I think it is ok for a treat occassionally or to pill them but i would be cautious of fat and sodium - as fat can lead to pancreatitis and high sodium affects the kidneys -- I prefer more natural treats and when i am home to supervise. Is she acting stressed out? Mine just sleep when we are gone. but when we get home they are right by the door. Do you have one or two pups- maybe time for another one -lol they are like potato chips can't just have one -- i have 3 because i wanted dex to have a friend and then i got demi as if i take one i want the other to have a friend so thus we have a 3 dog family -- Never give chew sticks and stuff when your not home either as fear of choking. I am a more paranoid dog mom though as i almost lost my yorkie to pancreatitis so i am very cautious of treats and fats.


----------



## TheButtercup (Mar 3, 2005)

if The Buttercup could, she would have peanut butter all day, every day. i occasionally will fill a kong with peanut butter and cheerios or carrot sticks (okay, maybe not FILL... because that'd be a LOT... LOL) before i go to work. not often, but i can tell she had a banner day when i come home  

The Buttercup has her very own jar of peanut butter, and she knows when THAT one is being opened, versus when MY jar is being opened. (yet...she sometimes doesn't know her own name.... go figure....)

about once a week i give her a spoon covered in it (not a big ol' scoop, c'mon now!) and let her lick it while i'm on the phone or otherwise occupied and need her to be quiet LOL.

quite simply, The Buttercup truly believes she will die without her peanut butter. 

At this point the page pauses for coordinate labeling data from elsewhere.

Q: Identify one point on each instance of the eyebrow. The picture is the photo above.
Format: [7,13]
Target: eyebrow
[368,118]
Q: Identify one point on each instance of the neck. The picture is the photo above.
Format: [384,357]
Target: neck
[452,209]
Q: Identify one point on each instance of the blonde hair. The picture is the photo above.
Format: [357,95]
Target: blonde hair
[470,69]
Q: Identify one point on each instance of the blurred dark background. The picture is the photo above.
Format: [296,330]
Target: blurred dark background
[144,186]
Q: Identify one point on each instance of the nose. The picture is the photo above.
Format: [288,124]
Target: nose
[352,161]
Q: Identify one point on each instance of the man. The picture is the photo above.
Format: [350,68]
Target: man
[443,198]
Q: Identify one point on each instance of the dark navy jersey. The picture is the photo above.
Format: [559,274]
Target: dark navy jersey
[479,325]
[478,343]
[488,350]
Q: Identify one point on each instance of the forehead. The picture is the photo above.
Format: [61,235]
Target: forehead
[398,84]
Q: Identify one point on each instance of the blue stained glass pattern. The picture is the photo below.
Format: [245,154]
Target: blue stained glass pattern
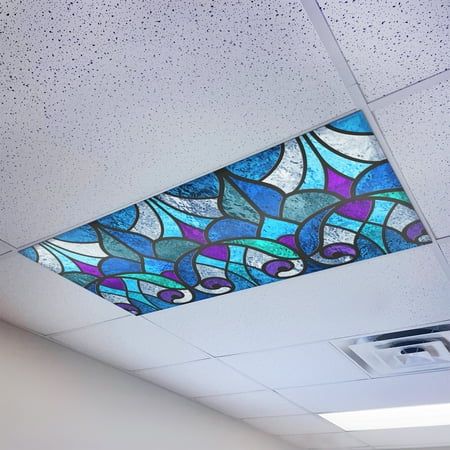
[326,198]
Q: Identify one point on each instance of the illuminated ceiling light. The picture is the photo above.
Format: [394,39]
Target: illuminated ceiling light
[385,418]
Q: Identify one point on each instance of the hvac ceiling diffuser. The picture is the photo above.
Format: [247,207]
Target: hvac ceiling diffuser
[407,351]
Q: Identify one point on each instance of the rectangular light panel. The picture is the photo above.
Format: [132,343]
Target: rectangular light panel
[323,199]
[402,417]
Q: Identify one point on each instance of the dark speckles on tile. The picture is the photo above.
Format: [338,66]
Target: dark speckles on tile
[391,44]
[418,132]
[105,103]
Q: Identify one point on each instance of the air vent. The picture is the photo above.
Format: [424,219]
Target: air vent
[407,351]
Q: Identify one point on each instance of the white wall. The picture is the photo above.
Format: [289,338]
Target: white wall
[52,398]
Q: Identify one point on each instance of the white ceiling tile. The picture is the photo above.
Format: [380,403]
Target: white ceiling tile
[301,424]
[37,299]
[4,248]
[252,404]
[423,436]
[445,247]
[390,45]
[130,343]
[395,291]
[328,441]
[126,100]
[301,365]
[418,136]
[406,390]
[200,378]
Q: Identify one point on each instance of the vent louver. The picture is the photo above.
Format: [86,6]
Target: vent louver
[407,351]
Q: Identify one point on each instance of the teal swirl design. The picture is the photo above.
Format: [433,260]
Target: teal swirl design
[326,198]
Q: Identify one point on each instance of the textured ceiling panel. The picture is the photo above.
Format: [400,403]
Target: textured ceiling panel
[300,424]
[4,248]
[391,44]
[31,297]
[130,343]
[406,437]
[326,198]
[200,378]
[406,390]
[252,404]
[328,441]
[346,301]
[322,363]
[423,152]
[106,103]
[445,246]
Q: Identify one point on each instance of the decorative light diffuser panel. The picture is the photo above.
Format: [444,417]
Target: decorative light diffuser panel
[326,198]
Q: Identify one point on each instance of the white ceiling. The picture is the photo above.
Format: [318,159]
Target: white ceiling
[174,92]
[120,101]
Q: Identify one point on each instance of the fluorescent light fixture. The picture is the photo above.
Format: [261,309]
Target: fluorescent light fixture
[384,418]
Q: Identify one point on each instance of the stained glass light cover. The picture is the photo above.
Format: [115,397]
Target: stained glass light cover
[326,198]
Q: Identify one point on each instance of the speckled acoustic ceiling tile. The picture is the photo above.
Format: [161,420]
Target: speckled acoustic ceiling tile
[105,103]
[417,130]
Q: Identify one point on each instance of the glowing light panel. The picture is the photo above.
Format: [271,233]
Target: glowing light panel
[402,417]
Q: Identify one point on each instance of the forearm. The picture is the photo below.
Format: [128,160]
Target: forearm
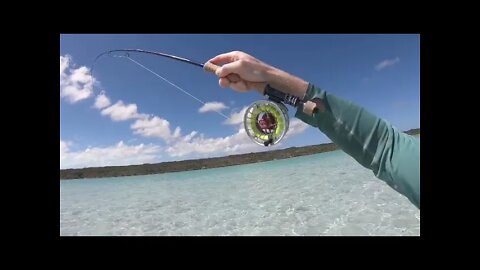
[392,155]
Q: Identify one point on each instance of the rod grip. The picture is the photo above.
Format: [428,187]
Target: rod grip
[209,67]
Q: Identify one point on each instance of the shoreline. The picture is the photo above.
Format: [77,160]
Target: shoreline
[199,164]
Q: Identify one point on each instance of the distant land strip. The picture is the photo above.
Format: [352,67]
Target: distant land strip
[198,164]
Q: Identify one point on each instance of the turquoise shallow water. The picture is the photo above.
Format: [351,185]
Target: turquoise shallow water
[323,194]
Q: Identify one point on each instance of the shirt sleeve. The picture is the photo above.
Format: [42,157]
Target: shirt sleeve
[392,155]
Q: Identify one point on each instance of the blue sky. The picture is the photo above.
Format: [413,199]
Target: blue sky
[139,118]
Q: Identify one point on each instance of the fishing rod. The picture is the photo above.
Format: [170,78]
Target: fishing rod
[266,122]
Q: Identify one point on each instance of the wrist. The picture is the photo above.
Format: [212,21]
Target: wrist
[286,82]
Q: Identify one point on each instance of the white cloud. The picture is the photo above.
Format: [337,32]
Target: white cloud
[212,107]
[75,84]
[237,143]
[236,117]
[64,63]
[155,127]
[102,101]
[386,63]
[122,112]
[116,155]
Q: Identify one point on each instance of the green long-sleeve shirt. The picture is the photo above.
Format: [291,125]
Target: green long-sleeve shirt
[392,155]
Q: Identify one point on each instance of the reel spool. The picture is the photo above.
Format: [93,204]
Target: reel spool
[266,122]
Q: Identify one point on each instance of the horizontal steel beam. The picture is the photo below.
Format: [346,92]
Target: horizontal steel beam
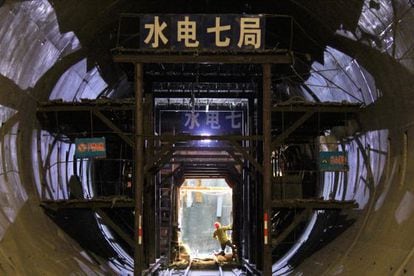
[318,204]
[89,204]
[321,108]
[232,59]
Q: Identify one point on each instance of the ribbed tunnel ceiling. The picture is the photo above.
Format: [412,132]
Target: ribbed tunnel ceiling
[355,51]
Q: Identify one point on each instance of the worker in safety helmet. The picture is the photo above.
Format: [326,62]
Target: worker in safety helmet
[221,235]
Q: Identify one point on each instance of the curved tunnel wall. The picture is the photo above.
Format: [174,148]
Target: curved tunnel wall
[37,60]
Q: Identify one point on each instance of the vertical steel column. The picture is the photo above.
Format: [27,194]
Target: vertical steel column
[139,168]
[267,174]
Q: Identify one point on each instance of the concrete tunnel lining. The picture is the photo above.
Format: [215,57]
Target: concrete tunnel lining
[38,59]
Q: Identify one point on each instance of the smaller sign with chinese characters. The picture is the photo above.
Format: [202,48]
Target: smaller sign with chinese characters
[333,161]
[198,122]
[90,148]
[202,32]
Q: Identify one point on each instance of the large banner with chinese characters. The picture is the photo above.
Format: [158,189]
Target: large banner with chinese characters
[333,161]
[90,147]
[228,32]
[200,122]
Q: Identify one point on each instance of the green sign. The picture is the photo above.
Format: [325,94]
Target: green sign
[90,148]
[333,161]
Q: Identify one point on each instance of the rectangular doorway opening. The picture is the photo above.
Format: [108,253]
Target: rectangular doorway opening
[202,203]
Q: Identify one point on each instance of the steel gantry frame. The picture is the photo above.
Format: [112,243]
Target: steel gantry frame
[266,60]
[152,163]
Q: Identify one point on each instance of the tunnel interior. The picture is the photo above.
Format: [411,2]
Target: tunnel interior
[347,90]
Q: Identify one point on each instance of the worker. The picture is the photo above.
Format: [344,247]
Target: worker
[221,235]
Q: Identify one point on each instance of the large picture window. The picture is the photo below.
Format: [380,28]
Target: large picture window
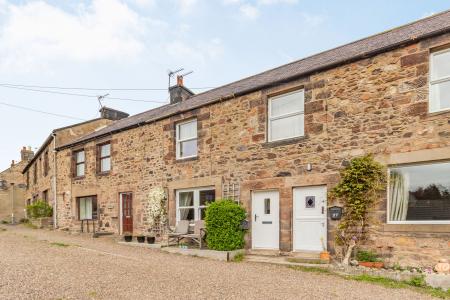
[104,158]
[286,116]
[419,194]
[87,208]
[186,139]
[191,203]
[440,81]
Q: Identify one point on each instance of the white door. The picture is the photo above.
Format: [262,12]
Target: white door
[310,218]
[265,220]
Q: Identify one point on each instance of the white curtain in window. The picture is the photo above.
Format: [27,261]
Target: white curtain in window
[398,196]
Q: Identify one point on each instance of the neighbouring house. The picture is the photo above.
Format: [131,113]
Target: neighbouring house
[40,172]
[276,142]
[12,189]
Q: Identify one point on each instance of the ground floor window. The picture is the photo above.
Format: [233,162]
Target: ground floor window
[419,193]
[191,203]
[87,208]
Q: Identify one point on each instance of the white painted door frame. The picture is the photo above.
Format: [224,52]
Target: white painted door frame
[309,218]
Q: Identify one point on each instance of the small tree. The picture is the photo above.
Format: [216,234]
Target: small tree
[223,224]
[358,190]
[39,209]
[156,209]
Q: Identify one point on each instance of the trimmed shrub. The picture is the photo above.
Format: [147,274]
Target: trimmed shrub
[39,209]
[223,225]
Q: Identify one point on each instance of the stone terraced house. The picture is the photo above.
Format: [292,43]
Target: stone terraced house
[276,142]
[40,171]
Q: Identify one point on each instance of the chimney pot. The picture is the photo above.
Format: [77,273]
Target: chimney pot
[179,80]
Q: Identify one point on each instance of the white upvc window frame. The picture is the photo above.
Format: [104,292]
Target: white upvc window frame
[436,81]
[179,141]
[270,119]
[388,221]
[196,203]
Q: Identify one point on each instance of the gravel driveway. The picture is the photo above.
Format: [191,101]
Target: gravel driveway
[38,264]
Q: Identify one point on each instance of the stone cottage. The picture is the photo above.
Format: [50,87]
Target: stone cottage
[40,171]
[12,189]
[276,142]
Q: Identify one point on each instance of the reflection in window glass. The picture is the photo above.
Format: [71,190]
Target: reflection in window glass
[420,193]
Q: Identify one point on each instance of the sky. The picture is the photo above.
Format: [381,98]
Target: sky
[108,46]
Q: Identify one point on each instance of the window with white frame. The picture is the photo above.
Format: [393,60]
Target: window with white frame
[191,203]
[87,208]
[419,194]
[186,139]
[440,81]
[286,116]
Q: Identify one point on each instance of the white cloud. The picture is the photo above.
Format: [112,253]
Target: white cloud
[187,6]
[249,11]
[270,2]
[312,20]
[36,34]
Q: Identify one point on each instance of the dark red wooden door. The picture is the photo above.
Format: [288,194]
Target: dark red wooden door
[127,212]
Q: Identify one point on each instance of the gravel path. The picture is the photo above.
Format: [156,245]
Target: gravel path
[35,265]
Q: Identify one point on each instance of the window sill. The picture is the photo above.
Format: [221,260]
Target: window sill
[425,228]
[187,159]
[284,142]
[103,174]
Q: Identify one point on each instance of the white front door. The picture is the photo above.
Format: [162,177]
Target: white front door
[310,218]
[265,220]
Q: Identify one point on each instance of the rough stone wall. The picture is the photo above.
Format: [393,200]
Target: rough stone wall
[376,105]
[13,175]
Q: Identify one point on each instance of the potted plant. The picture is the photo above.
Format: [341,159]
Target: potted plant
[127,236]
[369,259]
[150,238]
[141,238]
[324,255]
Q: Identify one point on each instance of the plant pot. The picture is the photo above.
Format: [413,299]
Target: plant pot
[325,255]
[370,264]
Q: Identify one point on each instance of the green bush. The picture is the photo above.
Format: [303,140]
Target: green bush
[367,256]
[223,225]
[39,209]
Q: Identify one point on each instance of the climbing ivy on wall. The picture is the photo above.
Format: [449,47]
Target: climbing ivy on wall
[358,190]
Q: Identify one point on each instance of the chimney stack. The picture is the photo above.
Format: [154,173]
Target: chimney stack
[179,92]
[26,154]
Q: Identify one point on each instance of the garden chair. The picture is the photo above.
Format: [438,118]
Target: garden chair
[181,229]
[199,233]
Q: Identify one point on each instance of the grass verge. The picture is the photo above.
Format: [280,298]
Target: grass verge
[239,257]
[416,283]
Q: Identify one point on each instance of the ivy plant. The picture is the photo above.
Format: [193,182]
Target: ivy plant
[358,190]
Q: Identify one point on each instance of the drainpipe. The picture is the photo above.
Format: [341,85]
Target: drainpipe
[55,201]
[12,203]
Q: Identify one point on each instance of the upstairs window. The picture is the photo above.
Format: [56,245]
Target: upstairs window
[286,116]
[186,139]
[79,163]
[440,81]
[104,158]
[35,173]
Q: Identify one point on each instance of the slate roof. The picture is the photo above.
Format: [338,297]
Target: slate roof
[372,45]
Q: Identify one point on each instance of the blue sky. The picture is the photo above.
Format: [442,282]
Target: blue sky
[131,44]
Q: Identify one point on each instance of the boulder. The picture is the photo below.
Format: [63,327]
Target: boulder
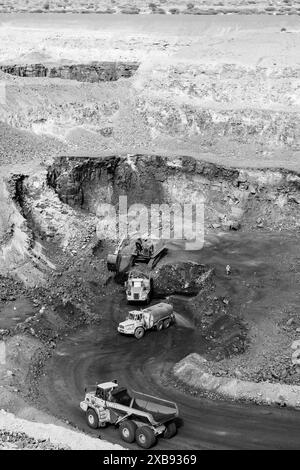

(she recently added "pretzels" to that list, but not because MOMMY gave them to her..... grrrr....)


----------



## oiseaux (Feb 16, 2008)

A little PB is okay from time to time. I recommend unsweetened, low salt, organic peanut butter from Whole Foods but we don't give more than a small babyspoon sized amount. Maybe some nice large fluffy pushies and some good chew toys will be good to keep her company for when you're out.


----------



## caligirlinpa (Oct 14, 2008)

Thanks for all the replies! I will just give it to her every now and then. There is no sign of her misbehaving or anything. Though she does tend to chew on my moms furniture!....even when we are there. But she is a good pup
Her bday is in a little over a week (Christmas Day!) :wub:


----------



## jmm (Nov 23, 2004)

I stuff a few kongs at a time and freeze them. One combo I do is peanut butter with some kibble mixed in. You can also do canned dog food, yogurt (plain, no colors and no sweeteners - I buy organic), mashed banana, etc. I usually mix some soft stuff with some hard kibble or cookies and freeze. You can get pretty creative.


----------